Product: Market Linked GIC’s (PPN’s): While these products have been a real mess, the banks just make too much money selling them. Confused seniors are still available and untrained bank staff can sell them with great sincerity since they do not actually understand the risks.

Ignorant Feature: Similar to seg funds, the guarantee is somewhat useless at the bottom of the market and the fees are ridiculously high. Most investors got killed on the “protection event” but in the next round it will be a straight fee grab.

Product: Lifecycle Funds: OK, your advisor was asleep at the switch and forgot that you might want to reduce your equity exposure as you approached 80 years of age and had only a small RIF to help sustain your meagre lifestyle. No problem, your advisor can buy a fund that will pay somebody to automatically rebalance and adjust the asset allocation as you get older. Phew, that’s a relief!

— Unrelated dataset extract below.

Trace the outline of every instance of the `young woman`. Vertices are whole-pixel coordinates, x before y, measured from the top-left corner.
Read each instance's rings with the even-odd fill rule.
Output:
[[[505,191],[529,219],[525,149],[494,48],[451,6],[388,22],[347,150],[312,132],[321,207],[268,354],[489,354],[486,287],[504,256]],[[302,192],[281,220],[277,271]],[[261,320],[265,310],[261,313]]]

Ignorant Feature: About that lazy advisor you had? What is it you are paying them for again? In short, you are paying a premium to have your advisor fir e somebody to do the work you hired them to do, and you pay both parties.

Well, there you have it, my forecast of what you can expect to see on the shelf at your local investment market. The two things required to keep the markets alive are fees and uninformed investors to pay the fees. Inspite of the painful lessons of 2008, I predict 2009 will be a great year for advisors. They make money on greed, fear, and ignorance and all three are in abundant supply.

Your jaded blogger, SOIS MIKE

6 comments:

Anonymous said...

There is an excellent post.

CanadianInvestor said...

Agree with most everything you say, except perhaps the corporate bonds. Since ALL corporate bonds have substantially higher yields, out of line with the reality that unless another great depression occurs, in which case equities will go a lot farther south too, then a diversified fund of corporate bonds like the ishares XCB, may be a smart investment now. The smart money i.e. all the big institutions, has gone scared to the safety of government t-bills, creating an opportunity. If a few investment grade bonds do default the diversified basket will minimize the losses. Do you not trust bond rating agencies at all?

Anonymous said...

Great post!

Since we are on the topic of smart money, I thought I would share a link about how the REALLY smart money invests.

http://mikebayer.wordpress.com/2009/03/18/how-the-really-smart-money-invests/

Mike Macdonald said...

Not sure a lot of the "smart money" moves come from a talking sales pitch Mike.Sites like Raymond James are much more likely to promote stupid money moves although in fairness the advertising video was down so I could not hear any of the commentary.

Mike Macdonald said...

C.I.: I agree that corporate bonds are a good bet if well diversified and researched. The fear is that investors will be sold corporate bonds that were discovered through running a screen for highest yeild. Too many investors have high yeild/junk bonds that are ticking time bombs because the yeild reflects the distressed financials of the company. Not all higher yeilds are equal! I fully agree that there is sfety in numbers and thus diversified indexes make sense.

Ridic said...

My favourite "smart money" advisors are the Economists who show up on TV. The interviewer ask them to tell us dummies what they see happening in the next year, and then we all listen to the crap coming out of the economists' mouths like it actually might be predictive. I think that all economist giving interviews should be forced to show an interview from 18 months ago just before today's interview. I'm thinking those economists would run for the hills rather than face up to what they said 18 months ago. And that would certainly leave more time for those beer commercials we like so much... n.